La complicité entre les quatre couples a alimenté les rumeurs selon lesquelles ils se livraient à un jeu sexuel d'échange connu sous le nom d'échangisme. L'insinuation a émergé pour la première fois dans un blog anglais et a fait le tour du monde. La police criminelle s'est également intéressée, mais avec prudence, aux secrets sexuels des McCann. La question n'aurait d'intérêt pour l'enquête que si les échanges de partenaires dépassaient le groupe d'amis. Si l'échange était ouvert à d'autres hommes et femmes, l'auteur de l'enlèvement pourrait tout aussi bien être l'un des partenaires sexuels présumés de Kate ou, dans une théorie farfelue, sa femme, qui pour diverses raisons pourrait se sentir délaissée.

Un autre fait a intéressé les détectives concernant les habitudes sexuelles des McCann et de leurs amis : Madeleine, comme les jumeaux, est née par insémination artificielle, fécondation in vitro. Gerry serait-il le véritable père biologique ? Toutes les hypothèses sont ouvertes, comme l'indiquent les manuels d'enquête criminelle. Néanmoins, la police criminelle ne s'intéresse qu'à une seule possibilité, l'enlèvement. Le crime pouvait être justifié par l'une des cinq raisons suivantes : Madeleine a été enlevée par un réseau de pédophilie ; volée par une famille pour être vendue à l'adoption ; enlevée pour le paiement d'une rançon, enlevée par le vrai père biologique ou enlevée par des circonstances liées à échangisme. (...)

Les yeux de Maddie ne sont pas égaux. Le gauche a des nuances de bleu et de vert. Le droit est vert et présente un signe de malformation de l'iris, qui s'appelle en médecine colobome, communément appelé oeil de chat. Gonçalo Amaral a tout fait pour les dissuader (d'ébruiter). Kate et Gerry, obsédés par la publicité des photos de leur fille disparue ne l'ont pas écouté. Il leur a demandé de ne pas montrer de photo frontale de Madeleine, sans succès. Les McCann sont inflexibles. La fille a encore un autre signe, brunâtre dans le muscle jumeau de la jambe gauche ; une particularité qui n'a pas été divulguée.
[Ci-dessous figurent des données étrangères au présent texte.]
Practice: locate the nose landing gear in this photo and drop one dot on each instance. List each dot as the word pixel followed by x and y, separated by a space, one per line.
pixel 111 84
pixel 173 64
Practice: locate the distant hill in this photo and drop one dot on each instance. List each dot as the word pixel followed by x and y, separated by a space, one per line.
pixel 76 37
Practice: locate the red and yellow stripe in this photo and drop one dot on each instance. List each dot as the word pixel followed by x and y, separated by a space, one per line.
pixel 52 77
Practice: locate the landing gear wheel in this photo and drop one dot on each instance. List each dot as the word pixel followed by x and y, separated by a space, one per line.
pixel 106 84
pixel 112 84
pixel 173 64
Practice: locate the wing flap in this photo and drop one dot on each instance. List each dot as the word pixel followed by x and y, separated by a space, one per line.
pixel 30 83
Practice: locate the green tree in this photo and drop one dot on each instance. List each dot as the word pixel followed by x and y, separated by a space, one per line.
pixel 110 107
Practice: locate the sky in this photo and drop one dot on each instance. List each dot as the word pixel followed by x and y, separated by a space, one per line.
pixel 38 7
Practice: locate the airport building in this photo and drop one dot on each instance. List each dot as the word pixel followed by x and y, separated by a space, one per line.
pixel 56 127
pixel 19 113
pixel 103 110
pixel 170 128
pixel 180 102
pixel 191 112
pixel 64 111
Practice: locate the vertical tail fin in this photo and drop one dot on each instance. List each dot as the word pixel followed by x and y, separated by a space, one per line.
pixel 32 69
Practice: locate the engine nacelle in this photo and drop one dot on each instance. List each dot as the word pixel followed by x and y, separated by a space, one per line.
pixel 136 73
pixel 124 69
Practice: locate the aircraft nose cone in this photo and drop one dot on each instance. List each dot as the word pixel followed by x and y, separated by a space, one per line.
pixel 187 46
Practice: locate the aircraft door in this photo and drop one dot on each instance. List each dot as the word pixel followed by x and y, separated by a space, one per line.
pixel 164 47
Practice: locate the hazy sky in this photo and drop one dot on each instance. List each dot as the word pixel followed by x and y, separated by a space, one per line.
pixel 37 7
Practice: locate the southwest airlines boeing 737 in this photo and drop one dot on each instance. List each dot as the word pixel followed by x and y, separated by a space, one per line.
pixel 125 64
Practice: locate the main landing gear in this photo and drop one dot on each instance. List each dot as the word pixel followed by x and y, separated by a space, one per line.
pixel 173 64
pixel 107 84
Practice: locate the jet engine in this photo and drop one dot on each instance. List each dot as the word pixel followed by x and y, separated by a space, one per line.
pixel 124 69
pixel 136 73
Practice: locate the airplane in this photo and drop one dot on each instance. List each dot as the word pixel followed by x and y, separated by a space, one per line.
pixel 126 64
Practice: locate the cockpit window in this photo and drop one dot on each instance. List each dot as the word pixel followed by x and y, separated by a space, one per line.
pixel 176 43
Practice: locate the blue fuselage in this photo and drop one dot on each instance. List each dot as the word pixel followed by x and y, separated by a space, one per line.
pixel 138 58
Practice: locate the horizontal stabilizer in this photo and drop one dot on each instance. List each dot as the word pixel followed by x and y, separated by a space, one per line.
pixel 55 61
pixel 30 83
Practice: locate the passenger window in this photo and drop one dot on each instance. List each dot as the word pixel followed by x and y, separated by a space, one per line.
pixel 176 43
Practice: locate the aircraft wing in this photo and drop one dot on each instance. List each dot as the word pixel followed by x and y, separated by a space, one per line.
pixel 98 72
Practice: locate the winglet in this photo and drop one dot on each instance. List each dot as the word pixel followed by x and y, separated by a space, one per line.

Si Madeleine avait été enlevée pour être vendue à un réseau de pédophilie ou à une famille d'adoption, comme cela était envisagé et soupçonné par les parents, l'exposition des yeux, qui la rendait reconnaissable dans le monde entier, pouvait entraîner sa mort - c'était une conviction forte de la police criminelle.

La fillette était facilement reconnaissable. Sa vie ne vaudrait pas un clou. Le kidnappeur pourrait difficilement la vendre. Personne n'en voudrait, ni les pédophiles, ni la famille d'adoption. Aucun acheteur n'accepterait de prendre des risques aussi élevés. Maddie est marquée. Une seule solution s'offre au ravisseur : se débarrasser d'elle. Kate et Gerry, malgré les conseils prudents de la police judiciaire, ont tout de même publié les photos des yeux de leur fille. Ils l'ont fait en étant conscients de la probabilité de l'issue. Un jour après la disparition, le visage d'ange de Maddie faisait déjà le tour du monde.